Whether Joaquin Phoenix is suffering some kind of public breakdown or engaging in a prolonged piece of performance art, his weird-beard madness of the past several weeks faded from my radar as I marveled at his raw and touching performance in James Gray's outstanding "Two Lovers."
Should Phoenix retire from acting, the movie world would lose one of its most consistently inventive stars. This ranks with Phoenix's Oscar-nominated work in "Gladiator" and "Walk the Line," and when I line up those ridiculously different performances, I wonder how many actors could even think of doing all three roles.
Forget the uninspired title and the poster that hints at some kind of erotic love triangle. This is a gritty character study in which it always seems to be cloudy or raining, and everyone seems to be bracing for the next disappointment in life. They cling to each other out of equal parts love and desperation.
Phoenix is the aptly named Leonard (he's not a guy you'd ever call Lenny), a brooding, emotionally blocked man of about 30 who is still living with his Orthodox Jewish parents in Brooklyn. His room, cluttered to the max with objects of comfort, is his sanctuary. The lovely Vinessa Shaw gives a tender performance as Sandra, a beautiful girl who takes an immediate and deep liking to Leonard when their parents set them up. She sees flashes of his charm, his dark sex appeal, his potential. The fact that he's a fractured spirit only makes him more attractive to her. She wants to take care of him.

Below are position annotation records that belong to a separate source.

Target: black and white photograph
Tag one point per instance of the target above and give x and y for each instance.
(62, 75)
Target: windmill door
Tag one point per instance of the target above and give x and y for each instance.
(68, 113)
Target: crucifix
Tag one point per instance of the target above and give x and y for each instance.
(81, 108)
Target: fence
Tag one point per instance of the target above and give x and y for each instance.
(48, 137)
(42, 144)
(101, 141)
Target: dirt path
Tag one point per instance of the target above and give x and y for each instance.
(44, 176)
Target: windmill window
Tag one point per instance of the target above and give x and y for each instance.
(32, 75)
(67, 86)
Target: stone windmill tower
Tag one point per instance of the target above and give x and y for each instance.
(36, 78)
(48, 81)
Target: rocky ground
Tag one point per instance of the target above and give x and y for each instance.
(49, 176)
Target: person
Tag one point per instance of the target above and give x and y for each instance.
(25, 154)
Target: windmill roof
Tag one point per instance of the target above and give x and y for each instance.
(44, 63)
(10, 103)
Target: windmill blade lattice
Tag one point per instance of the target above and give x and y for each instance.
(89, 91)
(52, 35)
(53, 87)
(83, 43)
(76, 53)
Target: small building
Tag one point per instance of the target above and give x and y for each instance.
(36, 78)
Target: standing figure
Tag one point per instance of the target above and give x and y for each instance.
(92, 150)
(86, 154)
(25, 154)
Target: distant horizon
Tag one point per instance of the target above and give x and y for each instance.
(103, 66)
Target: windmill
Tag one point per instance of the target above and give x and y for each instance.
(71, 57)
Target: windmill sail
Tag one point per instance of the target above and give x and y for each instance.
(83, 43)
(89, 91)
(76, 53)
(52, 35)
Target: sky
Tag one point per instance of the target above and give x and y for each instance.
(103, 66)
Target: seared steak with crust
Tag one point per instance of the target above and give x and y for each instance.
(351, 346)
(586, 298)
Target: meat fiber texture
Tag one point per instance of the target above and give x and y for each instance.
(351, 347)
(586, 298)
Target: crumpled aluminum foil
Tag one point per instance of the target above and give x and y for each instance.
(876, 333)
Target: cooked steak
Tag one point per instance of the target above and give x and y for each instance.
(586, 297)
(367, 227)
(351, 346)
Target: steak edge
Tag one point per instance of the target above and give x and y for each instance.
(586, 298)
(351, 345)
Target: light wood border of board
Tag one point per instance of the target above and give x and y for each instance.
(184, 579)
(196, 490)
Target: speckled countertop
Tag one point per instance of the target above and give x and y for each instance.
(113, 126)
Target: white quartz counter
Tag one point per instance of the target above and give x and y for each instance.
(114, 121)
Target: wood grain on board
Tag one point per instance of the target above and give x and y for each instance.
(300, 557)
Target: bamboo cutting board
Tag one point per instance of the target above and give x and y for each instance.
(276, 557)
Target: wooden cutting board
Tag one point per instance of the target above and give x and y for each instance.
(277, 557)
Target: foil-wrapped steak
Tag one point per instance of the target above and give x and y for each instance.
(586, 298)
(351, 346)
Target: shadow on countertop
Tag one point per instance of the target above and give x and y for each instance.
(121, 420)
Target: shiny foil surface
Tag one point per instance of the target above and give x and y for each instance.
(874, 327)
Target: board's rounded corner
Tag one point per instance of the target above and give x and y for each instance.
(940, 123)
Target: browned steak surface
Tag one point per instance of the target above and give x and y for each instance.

Leonard appreciates Sandra's affections and somewhere inside he knows she is a fantastic catch----but he's obsessed with Michelle (Gwyneth Paltrow), one of those gorgeous and spectacularly messed-up young women who can make men fall in love with them with a minimum of effort. Leonard sees his own redemption in Michelle, who's even more screwed up than he is. In his rescue fantasies, they'll run off together and they'll both be healed.
This is one of Paltrow's best performances in years. Michelle careens from sexy to manipulative to sweet to nearly tragic in her sadness. She's either the perfect counterpart to Leonard, or the worst thing that could possibly happen to him. Thanks to Gray's confident direction and his insightful screenplay (co-written with Ric Menello), and the blistering performances from Paltrow and Phoenix, their relationship is one of the most authentic and memorable I've seen in recent years.
"Two Lovers" has the right ending for this story. My only quibble is that a few things are spelled out when they could have been implied. But please don't miss this film. It deserves a better fate than to get lost in the dead of winter.